Manifestation contre « l’autoritarisme » à Beaumont-sur-Oise (Val-d’Oise), le 20 juillet. / KENZO TRIBOUILLARD / AFP

Assa Traoré veut un procès. La famille Traoré veut un procès. Comme les 5 000 personnes (selon les organisateurs) – 1 500 selon la gendarmerie – qui ont participé à la manifestation contre « l’autoritarisme », à l’appel du comité Vérité et justice pour Adama, samedi 20 juillet, à Beaumont-sur-Oise (Val-d’Oise).

Tous réclament le procès des trois gendarmes qu’ils accusent d’avoir causé la mort d’Adama Traoré, à l’âge de 24 ans dans les locaux de la gendarmerie de la ville voisine de Persan à la suite d’une interpellation musclée. C’était il y a trois ans, le 19 juillet 2016.

Alors que les parties civiles redoutent un non-lieu, la famille use de tous les ressorts pour faire rebondir la procédure, en multipliant les demandes d’actes : communication de l’enregistrement de l’audition des gendarmes menée en novembre 2018 (refusée) ; récusation des magistrates (refusée) ; échanges entre les juges et les experts médicaux (les parties civiles sont convaincues que tous n’ont pas été versés au dossier), reconstitution (acceptée dans un premier temps puis annulée il y a quelques mois, la chambre de l’instruction doit désormais se prononcer)…

« Nous avons l’impression que les magistrates ne souhaitent pas que la vérité éclate, estime Yassine Bouzrou, l’avocat des Traoré.
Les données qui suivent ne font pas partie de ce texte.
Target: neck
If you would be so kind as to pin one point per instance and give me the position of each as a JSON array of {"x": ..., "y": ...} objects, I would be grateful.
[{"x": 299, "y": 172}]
Nous userons de toutes les voies de droit existantes pour que les juges respectent la loi et constatent qu’il existe des charges suffisantes pour renvoyer les gendarmes devant une cour d’assises. »

« Une procédure très violente »

Pour l’heure, ils ont été placés sous simple statut de témoin assisté pour des faits de non-assistance à personne en péril.

« Les faits sont têtus, commente Rodolphe Bosselut, l’avocat de deux des trois gendarmes. Il n’y a pas d’actes de violence, mais un acte de contrôle et d’interpellation fait dans le respect des règles. »

L’entrevue, le 15 juillet, entre les juges d’instruction et les parties civiles n’a rien apaisé. Le combat de la famille Traoré et de sa porte-parole charismatique, Assa Traoré, 34 ans, grande sœur du défunt qui a peu à peu politisé sa lutte, est devenu l’un des symboles de la lutte contre les violences policières et l’incarnation d’un discours antisystème. « Nous sommes “gilets jaunes” depuis quarante ans », a lancé Assa Traoré au micro, samedi, appelant à la convergence des luttes.

L’affaire, toujours à l’instruction, continue de susciter la colère et l’indignation des Traoré et de leur avocat, qui dénonce « une procédure très violente » et remet en cause l’éthique des médecins. « Nous soupçonnons une connivence entre les juges et les experts médicaux sélectionnés, mandatés pour rendre des conclusions destinées à exonérer les gendarmes, accuse-t-il. Nous saisirons l’ordre des médecins à chaque fois qu’ils inventeront l’existence d’une pathologie chez Adama Traoré. »

« Le nid de toutes les suspicions »

En mars, les magistrates s’apprêtaient à clore l’instruction – sans mettre en examen les gendarmes – jusqu’à ce que les résultats d’un cinquième rapport médical, réalisé à la demande des parties civiles et à leurs frais, contredisent les causes du décès, attribuées jusque-là à l’état de santé du jeune homme, et pointent du doigt la méthode d’interpellation utilisée, appelée « plaquage ventral », qui a conduit à ce qu’il prenne le poids des trois gendarmes sur son corps.

Comme les expertises précédentes, elle a, elle aussi, conclu à « un syndrome asphyxique aigu », mais a exclu l’existence d’une maladie génétique comme cause de la mort du jeune homme survenue après un effort intense – une course de quinze minutes sous une forte chaleur. Ce dernier point est contredit par de nouvelles « investigations techniques » qui ont révélé que la distance parcourue par Adama Traoré peu avant son interpellation était de 450 mètres. De quoi alimenter encore davantage la défiance de la famille et de ses soutiens.

« La lâcheté des institutions au début de cette affaire et la communication maladroite du procureur de Pontoise [l’information judiciaire a ensuite été dépaysée à Paris] ont fait le nid de toutes les suspicions », commente une source proche du dossier. En avril, les juges ont ordonné une nouvelle expertise médicale, mais aucun expert n’a encore été mandaté.